では、私たちはこれからどうしたらいいのでしょうか? 歴史は逆戻りはできず、私たちは、感染症に苦しみ、食べ物にも事欠く古代の暮らしには戻れません。 科学技術を妄信せず、人工化学物質の使用については予防原則に立ち、統合された法規制を基本にして使用し、循環型、持続性のある産業を模索していかなければならないのではないでしょうか。 現実的でないと思われる方がいるかもしれませんが、世界を見渡すとEUでは既に予防原則に基づいた化学物質の法規制を進めており、環境ホルモン作用のある物質や農薬など危険性のあるものについては、規制を開始しています。 国連でも2020年を目途に有害な化学物質を規制する目標を掲げているので、日本も早急な対策を迫られているのです。

本書では、人間の健康問題だけでなく、地球生態系の環境問題についても触れました。 人間の健康問題は、地球生態系の環境と深く関わっています。 私たち人間は、地球生態系のなかで、頂点に立って君臨しているのではなく、細菌をはじめとして全ての生き物と共生しながら生きているのです。

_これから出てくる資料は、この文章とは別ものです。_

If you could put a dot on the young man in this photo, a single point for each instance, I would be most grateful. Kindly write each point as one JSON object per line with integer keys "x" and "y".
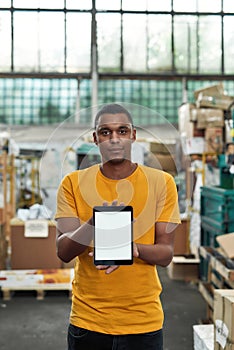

私たちは、自分たち自身は元より将来を担う次世代のため、大事な地球環境を守るため、経済優先、利便性優先の生活スタイルを変え、別の道に進む岐路に立っていると思います。 皆さんとご一緒に持続可能な別の道を模索したいと願い、本書を書きました。

なお、本書ではなるべく正確な科学的データを紹介しながら、化学物質が人間にどう関わっているのかをできるだけ分かりやすくを心がけて書きました。 多くの皆様に読んで頂けたら嬉しいです。ご感想、ご批判など歓迎致します。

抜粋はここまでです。